Un débat à finir

ÉDITORIAL / Presque 28 ans après la tuerie de l’École polytechnique de Montréal, où 14 jeunes femmes avaient été abattues par un tireur « anti-féministe », le débat sur le contrôle des armes à feu n’est toujours pas réglé au pays et il est plus que temps que le gouvernement Trudeau passe à l’action.

Car, si au Québec le gouvernement Couillard entend mettre en oeuvre au début de 2018 sa Loi sur l’immatriculation des armes à feu sans restriction (carabines et fusils), qui donnera un  an aux  propriétaires pour faire une demande d’enregistrement, les libéraux fédéraux n’ont toujours pas donné suite à leur engagement électoral de resserrer le contrôle des armes à feu, particulièrement les armes d’assaut.

Le gouvernement conservateur avait aboli en 2012 le très coûteux registre fédéral des armes créé par les libéraux de Jean Chrétien. Le gouvernement du Québec a pu en récupérer les données pour la province à la suite d’un projet de loi déposé par le ministre fédéral de la Sécurité publique,  Ralph Goodale.

Les libéraux fédéraux ne sont toutefois guère allés plus loin jusqu’ici même s’ils avaient promis durant la campagne électorale de 2015 d’obliger notamment les acheteurs d’armes à présenter leur permis de possession au moment de la transaction et les vendeurs à s’assurer de leur validité.

La loi actuelle stipule que le commerçant ne doit avoir aucun motif de croire que l’acheteur n’a pas de permis.

Il y a quelques jours, le groupe « Polysesouvient », qui milite depuis des années pour un meilleur contrôle des armes à feu, et des survivants de la tuerie de janvier dernier à la Mosquée de Québec ont dénoncé la lenteur du gouvernement Trudeau.

Les opposants à un registre québécois ont beau reprocher aux tenants d’un meilleur contrôle des armes à feu d’avoir instrumentalisé à leurs propres fins le massacre de Polytechnique, leur chef de file, Guy Morin, et ses acolytes ont fait pire en voulant tenir un rassemblement pro-armes sur la place du 6-décembre-1989, avant de se raviser devant la réprobation populaire (incluant celle de propriétaires d’armes), ce qui en dit long sur leur respect pour les victimes et leur jugement.

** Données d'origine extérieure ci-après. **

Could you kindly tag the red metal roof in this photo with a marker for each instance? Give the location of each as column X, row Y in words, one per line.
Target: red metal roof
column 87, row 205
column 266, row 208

Difficile de trouver un meilleur moyen de faire reculer sa cause!

Toutefois, comment expliquer la lenteur ou les hésitations des libéraux fédéraux, plus de deux ans après leur élection? Des pressions des lobbies pro-armes? Un manque de volonté politique? Le ministre de la Sécurité publique, Ralph Goodale, s’en défend, mais reconnaît qu’il n’y aura pas de projet de loi cette année tout en soutenant que la promesse électorale sera tenue.

Il faut souhaiter que celle-ci ne subisse pas le même sort que la réforme du mode de scrutin, pièce majeure de la dernière campagne électorale libérale, abandonnée en février dernier.  

Il est vrai que l’obligation d’enregistrer son arme à feu peut être frustrante pour un honnête chasseur ou encore qu’un registre ne pourra régler entièrement le problème de la violence, notamment parce que les « loups solitaires », les tueurs à gages et autres professionnels du crime n’enregistrent généralement pas leurs armes.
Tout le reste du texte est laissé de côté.